Difficulty: weekend | Stack: Python, LiteLLM, PIL, pandas, Gradio
Who this is for
Robotics engineers who use VLMs (GPT-4o, Gemini, LLaVA) as lightweight world model proxies and want to know before deployment whether the model reasons causally or just pattern-matches.
Build steps
- Download 50–100 short robot manipulation clips from the public DROID dataset or a YouTube scrape; extract start-frame + ground-truth next-frame pairs.
- Write a prompt template that presents the start frame and asks the VLM to predict the next state given (a) the actual action and (b) a counterfactual action (e.g., ‘lift the cup’ vs. ‘push the cup left’).

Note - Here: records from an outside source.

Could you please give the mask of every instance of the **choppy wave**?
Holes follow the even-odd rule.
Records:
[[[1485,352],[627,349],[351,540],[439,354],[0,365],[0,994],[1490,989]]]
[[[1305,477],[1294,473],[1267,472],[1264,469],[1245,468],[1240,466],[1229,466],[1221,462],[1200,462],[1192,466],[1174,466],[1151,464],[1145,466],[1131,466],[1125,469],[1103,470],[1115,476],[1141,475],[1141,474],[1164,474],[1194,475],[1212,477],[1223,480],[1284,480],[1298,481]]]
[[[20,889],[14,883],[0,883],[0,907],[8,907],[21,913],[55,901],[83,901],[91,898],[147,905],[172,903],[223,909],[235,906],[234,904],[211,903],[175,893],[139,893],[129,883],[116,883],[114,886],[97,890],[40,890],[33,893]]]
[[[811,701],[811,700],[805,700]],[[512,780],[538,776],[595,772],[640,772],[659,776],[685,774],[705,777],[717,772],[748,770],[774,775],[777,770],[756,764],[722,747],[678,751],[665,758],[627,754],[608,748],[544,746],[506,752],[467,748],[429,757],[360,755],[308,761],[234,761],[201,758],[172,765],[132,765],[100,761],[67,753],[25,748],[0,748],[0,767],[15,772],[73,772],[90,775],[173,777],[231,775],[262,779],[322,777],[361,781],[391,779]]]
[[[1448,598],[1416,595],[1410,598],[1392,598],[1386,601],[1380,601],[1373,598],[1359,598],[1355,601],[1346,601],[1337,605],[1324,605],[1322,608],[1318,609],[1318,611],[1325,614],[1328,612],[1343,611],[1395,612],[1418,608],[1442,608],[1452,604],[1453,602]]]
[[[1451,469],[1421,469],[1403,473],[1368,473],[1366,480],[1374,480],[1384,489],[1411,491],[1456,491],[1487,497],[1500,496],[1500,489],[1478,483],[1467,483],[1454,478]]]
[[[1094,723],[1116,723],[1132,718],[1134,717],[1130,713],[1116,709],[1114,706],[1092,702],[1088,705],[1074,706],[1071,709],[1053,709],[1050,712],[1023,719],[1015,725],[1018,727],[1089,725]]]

- Call the VLM via LiteLLM for both conditions and capture the text description of predicted next state.
- Score consistency with a second LLM call: given the counterfactual action and the model’s prediction, ask whether the described outcome is physically plausible and directionally opposite to the actual action.
- Aggregate pass/fail rates per action category and render a Gradio dashboard showing worst-performing action types and example failure cases.
Risks
- VLM text-based predictions are ambiguous—scoring with a second LLM call introduces noise; plan for human spot-checking of ~10% of outputs to calibrate.
- DROID video files are large; downloading the full dataset is impractical for a weekend—scope to the publicly available ‘mini’ split or extract frames offline first.
- Counterfactual instructions must be semantically distinct but visually plausible; generating them procedurally is tricky and low-quality pairs will make results meaningless.